Sa thèse : ce n'est pas l'artiste qui est fou, c'est la société qui le rend fou. Pas d'art sans folie, clame-t-il. À quoi, vingt ans plus tôt, Jacques Rivière lui avait répondu : pas d'art sans art. L'art n'est pas ou pas seulement "le cri même de la vie", mais la recherche d'"une unité suffisante d'impression".

"La folie, c'est l'absence d'oeuvre"

Contre la folie. Devant les oeuvres de ces deux artistes en proie à la maladie mentale, on donnerait parfois raison à Rivière. Il y a dans le texte de l'un comme dans certains tableaux de l'autre quelque chose de dissocié et d'illimité. Un désastre de la pensée qui reste du côté de la pathologie, de "l'effondrement central de l'âme", comme dit Artaud.

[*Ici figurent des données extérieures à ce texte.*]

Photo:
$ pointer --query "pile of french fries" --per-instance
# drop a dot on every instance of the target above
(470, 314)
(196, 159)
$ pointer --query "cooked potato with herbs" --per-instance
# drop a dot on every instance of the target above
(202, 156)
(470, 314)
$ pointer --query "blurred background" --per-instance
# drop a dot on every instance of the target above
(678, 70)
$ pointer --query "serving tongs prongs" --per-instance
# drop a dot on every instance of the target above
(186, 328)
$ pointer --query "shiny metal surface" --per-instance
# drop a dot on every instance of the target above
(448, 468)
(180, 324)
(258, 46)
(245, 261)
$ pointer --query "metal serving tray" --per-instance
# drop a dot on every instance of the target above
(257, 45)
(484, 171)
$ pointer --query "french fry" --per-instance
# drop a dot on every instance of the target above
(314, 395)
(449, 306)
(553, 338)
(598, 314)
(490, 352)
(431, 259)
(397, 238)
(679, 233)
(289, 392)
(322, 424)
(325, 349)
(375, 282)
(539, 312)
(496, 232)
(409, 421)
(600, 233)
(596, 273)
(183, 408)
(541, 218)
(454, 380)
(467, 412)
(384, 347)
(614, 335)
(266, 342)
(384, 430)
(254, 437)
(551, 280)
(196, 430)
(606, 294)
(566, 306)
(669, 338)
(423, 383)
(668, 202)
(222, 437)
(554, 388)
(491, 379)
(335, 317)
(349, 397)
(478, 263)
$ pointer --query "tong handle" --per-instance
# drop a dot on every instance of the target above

L'atteinte du beau reste entravée par les failles de la réalisation artistique, les indécisions de la composition, les défauts de forme, tels ces excès de matière jetée sur la toile en un relief qu'on ne perçoit évidemment pas dans les reproductions et qui sont l'un des chocs de l'exposition : on pense à Pollock. Une peinture du corps comme le théâtre d'Artaud était celui du corps.

"La folie, c'est l'absence d'oeuvre", disait Michel Foucault, répondant à ceux qui (comme Prinzhorn et Artaud) voyaient dans la maladie mentale la plus profonde et l'unique source du génie créateur. Ce qui nous bouleverse dans l'oeuvre de Van Gogh (splendide Nuit étoilée de 1888), comme dans celle d'Artaud, ce n'est pas tant leur part de folie que la lutte contre elle. Non la nuit de l'esprit qu'elles révèlent, mais les trouées de lumière qu'elles annoncent. Moins le chaos formel que l'art d'une construction dans laquelle prennent sens ces "lambeaux regagnés sur le néant complet". L'oeuvre de la folie ? Non : contre la folie.

Artaud perçoit dans cette peinture où même les choses ont mal (chaussure ou crabe retournés) la souffrance de n'être pas. Ou de n'être qu'une chose, un corps sans vie. Van Gogh cherchait son être en se peignant au miroir (26 autoportraits), et Artaud écrivait : "Je puis dire, moi, vraiment, que je ne suis pas au monde." C'est toute la question : peut-on faire oeuvre d'art quand on a perdu ce que Jacques Rivière appelait "la réalité en autrui" ? L'art, lui, est au monde.